Alors qu’à la suite des crises financières de 2008 et 2011, le taux de chômage progresse et atteint 9,5%, le gouvernement finlandais entreprend en 2016 une réforme d’envergure de sa politique de l’emploi : l’expérimentation d’un revenu de base.
Conduite par Kela, l’organisme de sécurité sociale finlandais, à compter de décembre 2016, l’expérimentation aboutit à tirer au sort 2 000 demandeurs d’emplois âgés de 25 à 58 ans et à leur accorder, entre le 1er janvier 2017 et le 21 décembre 2018, un revenu mensuel de 560 euros par mois. Ce montant, fusion des diverses indemnisations chômage existantes, attribué sans autre condition qu’être en situation de chômage au moment du tirage au sort, continuait d’être versé y compris si les demandeurs d’emploi étaient embauchés durant la période 2017-2018.

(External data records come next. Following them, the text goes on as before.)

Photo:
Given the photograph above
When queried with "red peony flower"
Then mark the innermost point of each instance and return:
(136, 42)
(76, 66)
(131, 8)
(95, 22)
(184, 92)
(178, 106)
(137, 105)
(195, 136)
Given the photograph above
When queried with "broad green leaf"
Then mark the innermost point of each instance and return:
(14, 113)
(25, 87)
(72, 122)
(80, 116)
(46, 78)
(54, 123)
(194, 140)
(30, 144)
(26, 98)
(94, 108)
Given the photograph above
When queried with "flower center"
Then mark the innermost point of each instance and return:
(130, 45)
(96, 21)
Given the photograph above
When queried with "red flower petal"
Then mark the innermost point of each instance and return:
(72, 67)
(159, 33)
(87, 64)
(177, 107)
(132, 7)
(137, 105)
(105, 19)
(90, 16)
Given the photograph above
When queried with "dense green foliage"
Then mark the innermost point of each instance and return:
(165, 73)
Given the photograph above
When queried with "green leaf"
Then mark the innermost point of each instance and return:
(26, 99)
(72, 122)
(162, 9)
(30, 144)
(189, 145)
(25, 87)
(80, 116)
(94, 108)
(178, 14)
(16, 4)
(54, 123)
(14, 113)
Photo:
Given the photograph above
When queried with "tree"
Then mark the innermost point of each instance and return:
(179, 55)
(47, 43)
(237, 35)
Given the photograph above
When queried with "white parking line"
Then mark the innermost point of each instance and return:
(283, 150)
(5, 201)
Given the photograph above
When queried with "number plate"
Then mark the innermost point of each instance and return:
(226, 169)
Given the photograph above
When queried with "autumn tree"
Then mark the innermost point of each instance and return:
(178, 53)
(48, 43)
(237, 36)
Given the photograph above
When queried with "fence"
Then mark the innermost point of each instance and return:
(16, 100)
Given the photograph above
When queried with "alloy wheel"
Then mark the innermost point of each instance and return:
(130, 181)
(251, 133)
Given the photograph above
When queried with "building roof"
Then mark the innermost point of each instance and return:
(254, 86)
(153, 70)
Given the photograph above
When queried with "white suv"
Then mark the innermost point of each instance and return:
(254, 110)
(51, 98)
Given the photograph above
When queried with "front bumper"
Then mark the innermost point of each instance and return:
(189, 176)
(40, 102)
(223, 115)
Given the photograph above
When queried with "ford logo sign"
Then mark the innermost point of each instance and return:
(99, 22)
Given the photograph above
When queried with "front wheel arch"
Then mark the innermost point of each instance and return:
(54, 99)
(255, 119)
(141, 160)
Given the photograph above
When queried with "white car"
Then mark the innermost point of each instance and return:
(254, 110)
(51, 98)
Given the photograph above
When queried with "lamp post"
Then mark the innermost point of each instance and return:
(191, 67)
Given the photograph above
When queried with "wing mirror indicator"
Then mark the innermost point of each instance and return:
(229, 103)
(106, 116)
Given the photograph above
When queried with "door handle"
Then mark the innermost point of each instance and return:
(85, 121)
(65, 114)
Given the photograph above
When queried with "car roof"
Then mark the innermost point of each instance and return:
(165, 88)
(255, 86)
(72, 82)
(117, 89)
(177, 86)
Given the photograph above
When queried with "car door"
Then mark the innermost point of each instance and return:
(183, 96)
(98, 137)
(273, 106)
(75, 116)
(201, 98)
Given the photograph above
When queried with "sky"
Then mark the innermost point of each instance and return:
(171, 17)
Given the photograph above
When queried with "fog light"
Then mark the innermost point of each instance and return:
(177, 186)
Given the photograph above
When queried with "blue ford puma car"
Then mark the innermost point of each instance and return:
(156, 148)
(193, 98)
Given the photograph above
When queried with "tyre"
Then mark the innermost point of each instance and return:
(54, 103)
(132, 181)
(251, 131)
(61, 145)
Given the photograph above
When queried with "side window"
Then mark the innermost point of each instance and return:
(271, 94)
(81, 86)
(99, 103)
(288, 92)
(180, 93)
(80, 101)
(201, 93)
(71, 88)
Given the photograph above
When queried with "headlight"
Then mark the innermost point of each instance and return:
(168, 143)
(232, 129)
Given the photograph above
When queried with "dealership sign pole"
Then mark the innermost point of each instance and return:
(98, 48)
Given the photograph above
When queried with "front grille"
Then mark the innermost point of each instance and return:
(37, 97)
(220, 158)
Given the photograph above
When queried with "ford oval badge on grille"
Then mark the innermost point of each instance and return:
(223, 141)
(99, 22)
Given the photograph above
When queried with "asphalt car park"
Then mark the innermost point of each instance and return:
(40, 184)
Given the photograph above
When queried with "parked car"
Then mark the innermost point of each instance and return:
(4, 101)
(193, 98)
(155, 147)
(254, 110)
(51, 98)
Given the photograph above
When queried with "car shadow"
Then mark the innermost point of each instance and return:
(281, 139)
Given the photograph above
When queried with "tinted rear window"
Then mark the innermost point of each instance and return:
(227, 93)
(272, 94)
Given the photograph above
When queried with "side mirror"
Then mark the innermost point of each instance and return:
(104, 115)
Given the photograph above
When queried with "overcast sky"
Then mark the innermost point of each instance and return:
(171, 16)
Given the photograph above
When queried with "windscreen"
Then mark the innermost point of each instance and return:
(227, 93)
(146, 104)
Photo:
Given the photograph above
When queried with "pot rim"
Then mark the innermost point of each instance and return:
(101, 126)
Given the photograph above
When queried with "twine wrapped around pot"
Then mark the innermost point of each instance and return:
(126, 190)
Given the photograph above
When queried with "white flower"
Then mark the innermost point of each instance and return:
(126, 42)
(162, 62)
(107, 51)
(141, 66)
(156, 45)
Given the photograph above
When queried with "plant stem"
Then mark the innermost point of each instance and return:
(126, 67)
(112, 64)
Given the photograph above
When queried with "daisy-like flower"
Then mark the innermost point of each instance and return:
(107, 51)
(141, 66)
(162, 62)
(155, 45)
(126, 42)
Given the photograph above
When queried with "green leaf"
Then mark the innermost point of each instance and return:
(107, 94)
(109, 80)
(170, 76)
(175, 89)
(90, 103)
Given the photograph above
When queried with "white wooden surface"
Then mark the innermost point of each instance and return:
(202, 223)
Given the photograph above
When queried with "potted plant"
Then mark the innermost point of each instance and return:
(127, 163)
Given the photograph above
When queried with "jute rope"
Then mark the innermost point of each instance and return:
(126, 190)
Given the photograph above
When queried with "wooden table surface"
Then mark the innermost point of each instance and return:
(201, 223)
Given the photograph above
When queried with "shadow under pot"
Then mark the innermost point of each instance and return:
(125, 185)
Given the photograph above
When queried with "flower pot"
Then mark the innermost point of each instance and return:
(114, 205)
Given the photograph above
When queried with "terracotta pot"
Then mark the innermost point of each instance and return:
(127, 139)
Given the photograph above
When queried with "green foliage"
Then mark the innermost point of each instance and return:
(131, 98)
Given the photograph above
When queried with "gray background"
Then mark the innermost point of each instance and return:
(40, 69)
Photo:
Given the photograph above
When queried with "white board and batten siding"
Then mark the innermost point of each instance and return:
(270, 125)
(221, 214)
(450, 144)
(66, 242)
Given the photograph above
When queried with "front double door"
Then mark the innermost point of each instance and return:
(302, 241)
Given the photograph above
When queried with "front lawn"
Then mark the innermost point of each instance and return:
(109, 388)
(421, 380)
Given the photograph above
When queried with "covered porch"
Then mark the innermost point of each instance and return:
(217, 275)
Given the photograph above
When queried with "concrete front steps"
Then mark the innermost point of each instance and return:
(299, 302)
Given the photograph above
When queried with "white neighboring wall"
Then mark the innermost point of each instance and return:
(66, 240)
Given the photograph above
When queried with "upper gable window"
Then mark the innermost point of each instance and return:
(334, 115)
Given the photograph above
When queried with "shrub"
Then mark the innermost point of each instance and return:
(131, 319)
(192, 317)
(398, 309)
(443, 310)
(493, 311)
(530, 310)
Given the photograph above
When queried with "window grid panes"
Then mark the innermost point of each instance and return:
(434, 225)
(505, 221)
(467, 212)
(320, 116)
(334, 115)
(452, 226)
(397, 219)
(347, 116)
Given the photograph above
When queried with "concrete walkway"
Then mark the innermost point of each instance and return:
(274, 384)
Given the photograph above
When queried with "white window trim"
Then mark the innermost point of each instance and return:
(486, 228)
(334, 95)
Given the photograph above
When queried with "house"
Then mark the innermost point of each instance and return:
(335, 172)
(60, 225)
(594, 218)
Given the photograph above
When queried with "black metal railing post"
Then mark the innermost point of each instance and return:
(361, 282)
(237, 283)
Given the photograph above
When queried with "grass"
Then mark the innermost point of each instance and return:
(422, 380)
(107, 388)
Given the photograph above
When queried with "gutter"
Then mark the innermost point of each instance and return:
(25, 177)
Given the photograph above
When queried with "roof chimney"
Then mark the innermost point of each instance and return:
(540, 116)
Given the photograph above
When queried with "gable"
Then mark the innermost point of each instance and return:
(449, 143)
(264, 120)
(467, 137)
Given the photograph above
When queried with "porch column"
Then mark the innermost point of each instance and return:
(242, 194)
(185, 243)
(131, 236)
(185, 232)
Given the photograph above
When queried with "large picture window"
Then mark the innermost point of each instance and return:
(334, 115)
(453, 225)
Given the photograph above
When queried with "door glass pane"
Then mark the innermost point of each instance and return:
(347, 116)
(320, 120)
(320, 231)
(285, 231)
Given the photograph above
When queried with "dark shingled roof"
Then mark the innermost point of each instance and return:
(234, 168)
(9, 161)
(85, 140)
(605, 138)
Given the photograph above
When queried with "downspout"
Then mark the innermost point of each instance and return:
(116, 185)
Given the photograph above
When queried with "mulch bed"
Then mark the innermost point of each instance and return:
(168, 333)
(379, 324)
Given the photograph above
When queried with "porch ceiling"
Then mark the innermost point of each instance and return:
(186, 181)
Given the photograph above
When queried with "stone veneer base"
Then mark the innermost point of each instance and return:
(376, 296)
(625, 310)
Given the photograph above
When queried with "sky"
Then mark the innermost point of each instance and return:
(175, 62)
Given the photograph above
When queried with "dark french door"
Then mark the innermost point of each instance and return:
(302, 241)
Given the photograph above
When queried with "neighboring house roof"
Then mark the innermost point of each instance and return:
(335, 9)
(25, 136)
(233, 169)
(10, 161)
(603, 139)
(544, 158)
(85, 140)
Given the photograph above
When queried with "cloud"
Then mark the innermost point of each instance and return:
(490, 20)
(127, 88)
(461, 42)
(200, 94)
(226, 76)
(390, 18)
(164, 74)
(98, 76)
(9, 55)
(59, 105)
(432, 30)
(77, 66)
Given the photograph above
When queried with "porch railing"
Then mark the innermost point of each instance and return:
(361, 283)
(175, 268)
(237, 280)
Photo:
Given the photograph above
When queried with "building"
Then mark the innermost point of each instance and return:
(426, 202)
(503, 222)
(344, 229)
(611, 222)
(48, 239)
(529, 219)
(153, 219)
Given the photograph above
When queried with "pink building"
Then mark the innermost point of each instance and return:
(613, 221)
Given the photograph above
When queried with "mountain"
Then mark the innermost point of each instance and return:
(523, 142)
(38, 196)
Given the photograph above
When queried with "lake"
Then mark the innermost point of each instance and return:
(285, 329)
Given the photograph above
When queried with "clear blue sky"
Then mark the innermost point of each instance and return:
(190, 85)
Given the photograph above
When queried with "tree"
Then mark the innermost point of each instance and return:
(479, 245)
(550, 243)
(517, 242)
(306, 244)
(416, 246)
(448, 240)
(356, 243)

Cette expérimentation répondait à trois principaux objectifs : la prise en compte des nouvelles formes de travail, une incitation plus forte des demandeurs d’emploi à travailler, et la simplification du système de sécurité sociale jugé complexe. Cependant, cette expérimentation a pris fin en 2018 sans être reconduite. Plusieurs enseignements peuvent être tirés de cet abandon.
Le revenu de base : une évaluation ambivalente
Une étude publiée par le ministère des Affaires Sociales et de la Santé finlandais, en février 2019, dresse un premier bilan de l’expérimentation en se concentrant sur deux axes : l’effet sur l’emploi du revenu de base et celui sur le bien-être général des récipiendaires.
Concernant les effets sur l’emploi, la situation des 2 000 récipiendaires du revenu est alors comparée à celle d’un groupe témoin. Durant la première année d’expérimentation, les bénéficiaires du revenu de base ont travaillé en moyenne 49,64 jours dans l’année contre 49,25 jours pour le groupe témoin. Le rapport aboutit donc à une absence de lien entre versement du revenu de base et retour à l’emploi. Les experts mettent néanmoins en cause l’étendue insuffisante de l’expérimentation, limitée à 2000 bénéficiaires alors qu’elle devait être davantage généralisée, jugeant que les résultats ne permettaient pas de conclure clairement sur les effets concrets de la réforme.
Si, dans le domaine de l’emploi, aucune différence significative n’est observée entre bénéficiaires et groupe témoin, un écart en faveur des bénéficiaires est, lui, présent à l’analyse de leur bien-être. 23,4% des bénéficiaires déclarent par exemple être très confiants concernant leurs perspectives futures contre seulement 16,2% du groupe témoin. De même, 40,6% des bénéficiaires affirment être en bonne santé contre 35,8% du groupe témoin. Enfin, les bénéficiaires sont 14,7% à affirmer être en excellente capacité à se concentrer contre 9,5% pour le groupe témoin. De manière générale, le bien-être des bénéficiaires semble donc supérieur à celui du groupe témoin, diminuant d’autant d’éventuels facteurs de risques psychosociaux liés au chômage.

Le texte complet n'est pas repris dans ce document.